A worker thread should be considered ready to accept a new HTTP request management only when it is effectively completly ready for that.
In terms of pure HTTP the more important thing is to avoid sending a response before having received the whole query. It seems simple, and it's usually the case. But if the query as a body, which may be a chunked body, it could take time to receive the whole message.
You should never send a response before, unless it's something like a 400 bad request response, followed by a real tcp/ip connection closing. If you fail to do so, and you have a message length parsing issue, the fact that you sent a response before the end of the query may lead to security problems. It could be used to exploit differences in the parsing of messages between your server and any other HTTP agent in front of your server (ssl terminator, reverse proxy, etc), in some sort of http smuggling issue. For this agent, if you made a response, it means you had the whole message, and it can send the next message, where you will in fact think this is just another part of the body.
Now if you have the whole message, you can decide to send an early response and detach an asynchronous task to really perform some sort of stuff. but this means:
you have to assume that no more output should be generated, you will not try to send any output to the request issuer, you should consider that the communication is now closed
the worker thread should not receive new requests to manage, and this is the hard part. If this thread is marked as available for a new request, it may also be killed by the thread manager (you have in Nginx or Apache request counters associated with workers, and they are killed after reaching a limit, to create fresh ones). it may also receive a gracefull reload command (usually it's a kill), etc.

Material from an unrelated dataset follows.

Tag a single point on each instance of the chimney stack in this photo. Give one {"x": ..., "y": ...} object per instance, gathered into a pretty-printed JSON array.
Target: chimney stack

So you start to enter a zone where you should know the internals of the HTTP server, which is maybe managed by you, or not, and where changes may appear sooner or later. And you start to make very strange things, which leads usually to strange issues, hard to reproduce.
Uausally the best way to handle asynchronous tasks, while still being able to understand what happen, is to use a messaging system. Put a list of tasks in queue, and get a parallel asynchronous worker process which does things with theses tasks. track status of theses tasks if you need it.
Same things may apply with the client, after receiving a very fast HTTP answer, it may need to perform some ajax status polling for the task status. And you will maybe only have to check the status of the task in the queue to send a response.
You will get more control on the whole thing.
For me I really dislike having detached threads, coming from strange code, performing heavy tasks without any way of outputing a status or reporting errors, and maybe preventing the nice application stop calls (still waiting for strange threads to join) which does not imply a killall.
It depends whether this asynchronous operation performs something which the client should be notified about.
If you return 200 OK (i.e. successfully completed) and later the asynchronous operation fails then the client will not know about the error.
You of course have some options like sending some kind of push notification over websocket or sending another request which would return the actual result and things like that. So basically depends on your needs...

Continue execution asynchronously after return statement

Is there any way to achieve this?
My actual requirement is, I want to return success from my rest service as soon I get the data and perform a basic action on it and then I want to continue some more operations on the data.
I thought of two approaches
Threading - Currently I don't know how I will make it through threading.
Bulk update - I will schedule a task that will do all this processing after may be an hour or so.
But I am not very sure how should I start implementing this.
Any help?
In the context of HTTP we have to remember that once we finish the response, the conversation is over. There is really no way to keep the request alive after you have given the client a response. You would need to implement some worker process that runs outside of HTTP that processes things "queued up" or "triggered" by an HTTP request.